To date, all reverse genetic studies of Plasmodium ribosomes have utilized the rodent malaria species P. berghei and P. yoelii. Rapid genome editing has long been possible with both species and has enabled the deletion and disruption of different rRNA sequences to create and phenotype transgenic parasites lacking a particular ribosome component. Genetic modifications of Plasmodium are typically made during the asexual blood stage due to technical reasons, so edits to essential genes are limited to those that are not lethal to this stage. Attempts to delete either A-type rRNA gene were noted as being unsuccessful, suggesting that both A-type rRNAs are essential to asexual blood stage parasite development [33]. In contrast, S-type rRNAs in P. berghei could readily be deleted or disrupted in blood-stage parasites by introducing a deletion cassette into the 18S sequence or by replacing the 28S sequence with a deletion cassette. These deletion lines targeted only one of the two different S-type loci individually, one on chromosome 5 (also called “C”) and one on chromosome 6 (also called “D”).
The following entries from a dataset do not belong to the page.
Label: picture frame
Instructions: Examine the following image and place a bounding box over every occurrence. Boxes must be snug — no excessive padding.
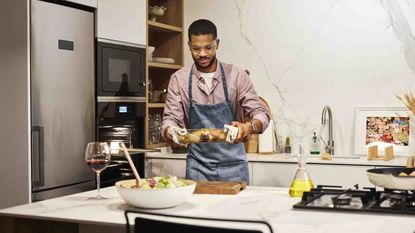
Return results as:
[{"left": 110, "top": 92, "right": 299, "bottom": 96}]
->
[{"left": 354, "top": 106, "right": 415, "bottom": 155}]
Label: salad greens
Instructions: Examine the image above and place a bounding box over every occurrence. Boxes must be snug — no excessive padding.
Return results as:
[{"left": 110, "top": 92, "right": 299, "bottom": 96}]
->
[{"left": 140, "top": 176, "right": 188, "bottom": 189}]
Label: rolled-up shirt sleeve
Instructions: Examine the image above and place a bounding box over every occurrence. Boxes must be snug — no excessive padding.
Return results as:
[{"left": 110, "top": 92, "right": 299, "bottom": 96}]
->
[
  {"left": 237, "top": 72, "right": 270, "bottom": 133},
  {"left": 161, "top": 74, "right": 184, "bottom": 137}
]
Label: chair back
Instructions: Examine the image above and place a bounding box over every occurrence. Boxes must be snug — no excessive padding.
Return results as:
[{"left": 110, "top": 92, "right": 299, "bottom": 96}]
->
[{"left": 125, "top": 210, "right": 273, "bottom": 233}]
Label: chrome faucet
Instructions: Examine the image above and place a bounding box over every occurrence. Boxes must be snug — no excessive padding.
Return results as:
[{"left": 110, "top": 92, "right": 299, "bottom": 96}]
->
[{"left": 321, "top": 105, "right": 334, "bottom": 155}]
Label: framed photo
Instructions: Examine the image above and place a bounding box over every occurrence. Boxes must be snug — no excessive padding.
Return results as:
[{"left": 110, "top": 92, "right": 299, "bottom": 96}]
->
[{"left": 354, "top": 106, "right": 415, "bottom": 155}]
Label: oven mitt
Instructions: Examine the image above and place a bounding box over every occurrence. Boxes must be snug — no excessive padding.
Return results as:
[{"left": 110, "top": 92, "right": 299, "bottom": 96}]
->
[
  {"left": 167, "top": 126, "right": 187, "bottom": 147},
  {"left": 223, "top": 125, "right": 238, "bottom": 143}
]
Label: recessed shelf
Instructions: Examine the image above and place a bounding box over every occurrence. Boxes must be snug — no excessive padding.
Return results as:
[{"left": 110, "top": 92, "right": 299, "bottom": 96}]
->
[
  {"left": 147, "top": 61, "right": 183, "bottom": 70},
  {"left": 147, "top": 20, "right": 183, "bottom": 33},
  {"left": 147, "top": 103, "right": 166, "bottom": 108}
]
Deletion of either S-type rRNA resulted in a similar number of oocysts compared to the wild type; however, these oocysts were significantly smaller. Despite this, either S-type rRNA deletion could produce sporozoites, which led to the conclusion that S-type rRNAs were interchangeable but were required at sufficient levels to promote proper function. Similarly, a drug-selectable cassette was individually inserted into each of the S-type 18S sequences of P. yoelii [24]. When the chromosome 5 S-type rRNA was deleted, there was no phenotypic difference compared to wild-type parasites. However, in contrast to the findings with P. berghei, deletion of the S-type rRNA on chromosome 6 resulted in fewer oocysts per midgut with smaller diameters with no evidence of sporozoite development. This phenotype was partially rescued by plasmid-based expression of the 18S rRNA sequences from chromosome 6, indicating that 18S rRNA sequences provided important functions during mosquito-stage development [24].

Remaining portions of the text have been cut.